Шрифт:
Интервал:
Закладка:
Процедура повторяется в третий раз. В этот раз дворф отправляет лишь короткое послание, состоящее из моего согласия на контракт и на зимовку, но без точной даты приезда. Теперь, когда появилась хоть какое-то понимание дальнейших действий, можно пойти в гильдию и поспрашивать про караваны свободных торговцев.
Гильдия свободных торговцев пристанище не менее азартных людей, чем авантюристы: перевозить на телеге товары, боясь налететь на разбойников или дикое зверьё; сбиваться в группы, надеясь, что количеством вы сможете отпугнуть ворьё; нанимать в складчину охрану; или потерять милость переменчивой удачи и лишиться всего.
— Именно в город Эльбен никто не регистрировался. Но, вон за тем столом сидит мужчина в бордовой куртке, его группа будет проезжать через Нолгонскую равнину. Это самое ближнее для вас. Его зовут Парт, — человек, на которого указывала регистраторша, заметил меня и поднял руку в приветственном жесте.
— Добрый день, вы Парт?
— Всё верно, так меня зовут, — мужчина изучающе рассматривал меня, пока я подходил к столику. — Чем могу помочь?
— Мне нужно попасть в Эльбен, а ваша группа будет как раз недалеко проезжать. На провоз берёте разумных?

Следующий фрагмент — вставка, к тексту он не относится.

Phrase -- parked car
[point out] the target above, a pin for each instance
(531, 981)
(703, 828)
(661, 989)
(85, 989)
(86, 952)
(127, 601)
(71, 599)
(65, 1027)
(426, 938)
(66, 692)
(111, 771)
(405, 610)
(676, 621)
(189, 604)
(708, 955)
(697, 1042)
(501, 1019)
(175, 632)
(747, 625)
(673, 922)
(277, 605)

— Конечно, берём! Только учти, что в сам город у нас никто не направляется. Так что, как высадишься, придётся ещё дня три идти пешком.
— Три дня не месяц, как-нибудь дойду. Какие расценки? Только говори сразу в Рудных монетах.
При упоминании валюты, которой пользуются королевства дворфов для торговли с внешним миром, лицо торговца изменилось. Доброжелательность во взгляде осталась, но вот шутливый вид сменился серьёзным выражением.
— А ты мне сам скажи, что надо и как ты будешь ехать. Пешком или в телеге место нужно? Что насчёт еды? Сколько рабов с тобой будет?
— Одно место в телеге, но не мне. Еда полностью на вас. Раб будет один и ему надо организовать увеличенную порцию.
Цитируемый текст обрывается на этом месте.